Large areas can be scanned quickly which helps locate leaks much faster than with other methods. It also allows for filtering on intensity and frequency ranges. A team at a large manufacturing plant recently used two ii900 prototype units to locate 80 compressed air leaks in one day. The maintenance manager said it would have taken them weeks to find that number of leaks using traditional methods. By finding and fixing leaks quickly, the crew also saved potential downtime, which at this plant can cost an estimated $100,000 an hour in lost productivity.
Where to find leaks:
- Threaded pipe joints
- Quick disconnects
- FRLs (filter, regulator, lubricator combinations)
- Condensate traps
- Pneumatic holding tanks
How much air are you wasting?
The first step in controlling leaks in compressed air, gas and vacuum systems is to estimate your leak load. Some leakage (less than 10 %) is to be expected. Anything beyond that is considered wasteful. The first step is to determine your current leak load so you can use that as a benchmark to compare improvements against.

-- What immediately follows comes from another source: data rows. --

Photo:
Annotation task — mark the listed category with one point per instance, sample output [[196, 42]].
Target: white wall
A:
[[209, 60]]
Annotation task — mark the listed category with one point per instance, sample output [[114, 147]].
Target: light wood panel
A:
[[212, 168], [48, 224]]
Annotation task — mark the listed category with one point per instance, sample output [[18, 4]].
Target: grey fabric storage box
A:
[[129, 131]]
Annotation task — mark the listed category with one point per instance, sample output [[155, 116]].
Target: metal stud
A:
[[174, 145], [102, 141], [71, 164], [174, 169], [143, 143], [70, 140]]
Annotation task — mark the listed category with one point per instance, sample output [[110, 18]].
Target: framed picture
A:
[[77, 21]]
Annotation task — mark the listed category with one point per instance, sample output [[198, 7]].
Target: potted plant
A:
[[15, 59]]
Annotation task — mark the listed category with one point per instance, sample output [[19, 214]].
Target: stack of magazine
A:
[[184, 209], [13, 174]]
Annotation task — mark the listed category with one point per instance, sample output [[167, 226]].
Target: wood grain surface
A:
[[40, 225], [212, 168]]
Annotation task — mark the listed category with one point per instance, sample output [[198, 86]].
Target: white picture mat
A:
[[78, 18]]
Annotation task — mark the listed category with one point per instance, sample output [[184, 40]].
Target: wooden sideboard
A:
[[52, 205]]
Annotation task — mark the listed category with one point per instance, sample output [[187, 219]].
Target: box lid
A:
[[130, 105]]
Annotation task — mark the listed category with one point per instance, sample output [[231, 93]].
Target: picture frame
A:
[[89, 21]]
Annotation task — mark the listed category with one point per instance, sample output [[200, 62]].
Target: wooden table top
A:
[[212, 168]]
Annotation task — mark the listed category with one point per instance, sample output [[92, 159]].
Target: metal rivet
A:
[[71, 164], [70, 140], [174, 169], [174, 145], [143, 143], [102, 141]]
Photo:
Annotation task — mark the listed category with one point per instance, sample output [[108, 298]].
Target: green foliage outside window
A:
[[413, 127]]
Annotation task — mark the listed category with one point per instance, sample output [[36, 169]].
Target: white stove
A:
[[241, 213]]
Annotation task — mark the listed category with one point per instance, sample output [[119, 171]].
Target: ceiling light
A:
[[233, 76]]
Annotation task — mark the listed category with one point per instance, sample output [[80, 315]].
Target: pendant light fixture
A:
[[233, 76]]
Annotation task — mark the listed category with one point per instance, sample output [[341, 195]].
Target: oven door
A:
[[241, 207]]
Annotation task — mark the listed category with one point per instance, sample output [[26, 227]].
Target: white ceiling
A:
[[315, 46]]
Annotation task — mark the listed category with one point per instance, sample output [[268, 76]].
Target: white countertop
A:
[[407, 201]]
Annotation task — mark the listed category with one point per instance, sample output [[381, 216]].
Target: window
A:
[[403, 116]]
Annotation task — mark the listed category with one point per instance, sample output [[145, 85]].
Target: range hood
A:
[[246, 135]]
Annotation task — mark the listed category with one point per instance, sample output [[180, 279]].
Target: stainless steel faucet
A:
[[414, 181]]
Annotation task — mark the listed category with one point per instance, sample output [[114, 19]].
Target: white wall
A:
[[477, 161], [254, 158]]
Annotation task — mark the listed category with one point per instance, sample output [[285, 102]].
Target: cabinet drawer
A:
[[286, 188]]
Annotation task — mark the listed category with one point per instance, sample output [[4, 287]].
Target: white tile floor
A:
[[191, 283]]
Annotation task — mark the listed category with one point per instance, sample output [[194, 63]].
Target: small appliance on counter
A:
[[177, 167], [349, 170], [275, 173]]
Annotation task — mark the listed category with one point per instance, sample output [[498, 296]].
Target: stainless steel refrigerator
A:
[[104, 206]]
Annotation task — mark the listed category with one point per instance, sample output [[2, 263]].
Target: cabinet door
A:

The best method for estimating leak load is based on your control system. If you have a system with start/stop controls, simply start your compressor when there is no demand on the system—after hours or off shift. Then take several readings of compressor cycles to determine the average time to unload the loaded system. With no equipment running, the unloading of the system is due to leaks.
Leakage (%) = (T x 100) ÷ (T + t)T = onload time (minutes), t = offload time (minutes)
To estimate leak load in systems with more complex control strategies, place a pressure gauge downstream from the volume (V, in cubic feet), including all secondary receivers, mains, and piping. With no demand on the system, except leakage, bring the system up to its normal operating pressure (P1, in psig). Select a second pressure (P2, about half the value of P1) and measure the time (T, in minutes) it takes for the system to drop to P2.
Leakage (cfm free air) = [(V x ( P1 – P2) ÷ (T x 14.7)] x 1.25
The 1.25 multiplier corrects leakage to normal system pressure, thereby accounting for reduced leakage with decreasing system pressure.
Efficiently fixing and repairing leaks can lead to substantial cost reduction for air-dependent businesses. Companies are not only able to save on energy use by repairing leaks but can also improve production levels and extend equipment life.